Alexander Lambsdorff, a vice president of the European Parliament described Macron as a "French John F. Kennedy" and said his first-round victory is good news for Europe.
A spokesman for German Chancellor Angela Merkel said the boost for Macron shows "France AND Europe can win together!", while Sigmar Gabriel, the German Foreign Minister, said a Macron victory would signal a "new beginning for Europe".
Macron, who quit current Hollande's Socialists only last year ago to launch En Marche party, described himself as the "patriotic choice for France" in a victory speech to his supporters.
His party pushes a liberal, pro-EU agenda.
His rival, Le Pen, took over the FN leadership from her father in January 2011.
Her party wants to slash immigration, clamp down on free trade, and overturn France's relationship with Europe.

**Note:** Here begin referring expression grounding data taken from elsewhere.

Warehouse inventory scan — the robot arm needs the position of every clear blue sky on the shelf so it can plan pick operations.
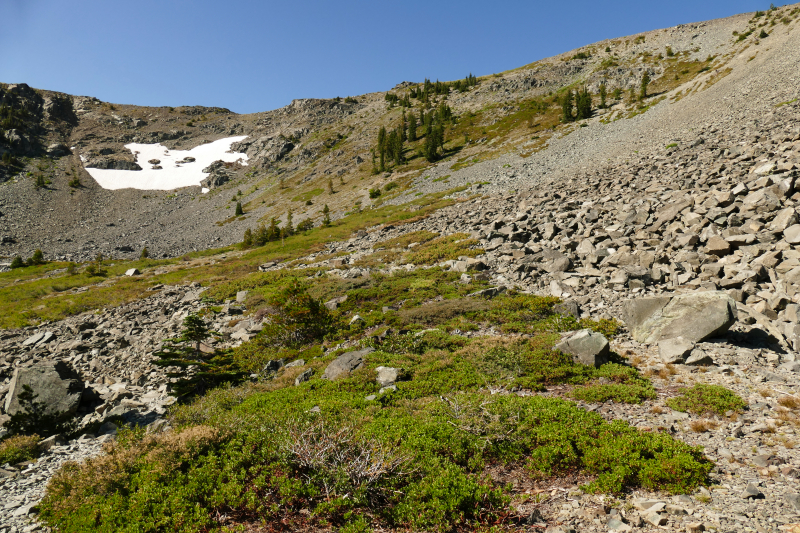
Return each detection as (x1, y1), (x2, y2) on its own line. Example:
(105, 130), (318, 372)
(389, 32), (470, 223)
(0, 0), (785, 113)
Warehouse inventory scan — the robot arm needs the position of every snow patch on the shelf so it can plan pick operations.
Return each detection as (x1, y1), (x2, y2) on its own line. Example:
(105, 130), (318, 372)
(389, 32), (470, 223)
(81, 135), (248, 193)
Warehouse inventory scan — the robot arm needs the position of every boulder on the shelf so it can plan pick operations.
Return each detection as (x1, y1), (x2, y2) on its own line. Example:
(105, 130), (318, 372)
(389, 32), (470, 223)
(783, 224), (800, 244)
(322, 348), (375, 381)
(3, 361), (83, 415)
(622, 291), (736, 344)
(375, 366), (405, 387)
(556, 329), (609, 368)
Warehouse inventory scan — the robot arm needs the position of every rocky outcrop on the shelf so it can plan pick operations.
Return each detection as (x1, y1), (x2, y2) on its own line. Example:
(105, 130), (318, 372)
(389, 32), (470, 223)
(3, 361), (83, 415)
(622, 291), (737, 343)
(322, 348), (375, 381)
(555, 329), (609, 368)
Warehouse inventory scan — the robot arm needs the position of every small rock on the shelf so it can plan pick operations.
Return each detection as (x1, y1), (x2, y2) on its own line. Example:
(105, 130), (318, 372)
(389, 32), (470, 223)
(555, 329), (609, 368)
(294, 368), (314, 387)
(658, 337), (694, 364)
(741, 483), (764, 500)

Following the first round results, Le Pen made an "appeal to all patriots", saying a vote for her was the key to the "survival of France".

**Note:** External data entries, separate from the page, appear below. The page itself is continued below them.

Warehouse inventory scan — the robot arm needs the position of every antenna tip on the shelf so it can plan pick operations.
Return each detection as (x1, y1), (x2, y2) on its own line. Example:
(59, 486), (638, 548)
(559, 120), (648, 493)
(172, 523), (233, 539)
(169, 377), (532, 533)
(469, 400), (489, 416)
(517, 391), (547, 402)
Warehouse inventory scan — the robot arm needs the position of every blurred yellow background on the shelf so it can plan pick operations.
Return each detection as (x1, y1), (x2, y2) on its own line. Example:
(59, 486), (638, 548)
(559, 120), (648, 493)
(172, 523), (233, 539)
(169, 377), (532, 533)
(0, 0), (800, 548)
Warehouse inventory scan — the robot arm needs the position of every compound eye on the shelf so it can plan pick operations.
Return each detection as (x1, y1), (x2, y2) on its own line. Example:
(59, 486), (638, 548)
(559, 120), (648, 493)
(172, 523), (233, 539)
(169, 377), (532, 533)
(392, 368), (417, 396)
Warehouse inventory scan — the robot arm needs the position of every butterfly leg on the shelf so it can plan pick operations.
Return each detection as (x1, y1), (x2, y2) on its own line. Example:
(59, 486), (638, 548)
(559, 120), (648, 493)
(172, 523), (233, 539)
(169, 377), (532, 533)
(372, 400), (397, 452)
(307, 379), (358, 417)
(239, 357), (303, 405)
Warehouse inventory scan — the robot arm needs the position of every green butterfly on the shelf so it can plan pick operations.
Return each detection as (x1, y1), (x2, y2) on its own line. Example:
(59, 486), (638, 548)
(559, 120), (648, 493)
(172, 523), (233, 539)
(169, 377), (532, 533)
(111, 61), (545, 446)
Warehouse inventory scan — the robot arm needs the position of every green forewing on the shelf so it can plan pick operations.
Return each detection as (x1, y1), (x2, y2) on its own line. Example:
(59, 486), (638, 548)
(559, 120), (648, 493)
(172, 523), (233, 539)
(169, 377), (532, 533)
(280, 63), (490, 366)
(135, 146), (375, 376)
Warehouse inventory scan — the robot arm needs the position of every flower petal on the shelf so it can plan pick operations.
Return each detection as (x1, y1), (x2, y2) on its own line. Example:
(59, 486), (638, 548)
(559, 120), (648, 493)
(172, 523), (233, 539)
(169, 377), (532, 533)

Meanwhile, French police said six officers and three demonstrators were injured during election night violence.
Police said on Monday they had detained 29 people in the unrest between protesters and police at the Place de la Bastille in Paris.
Activists in Toulouse, Lyon, Bordeaux and Grenoble also staged protests that turned violent.
Also, stocks in France and exchanges in European markets opened with rosy note on Monday at the prospect of Macron winning the second round of presidential elections.
The euro jumped to a five-month high after the first round of voting.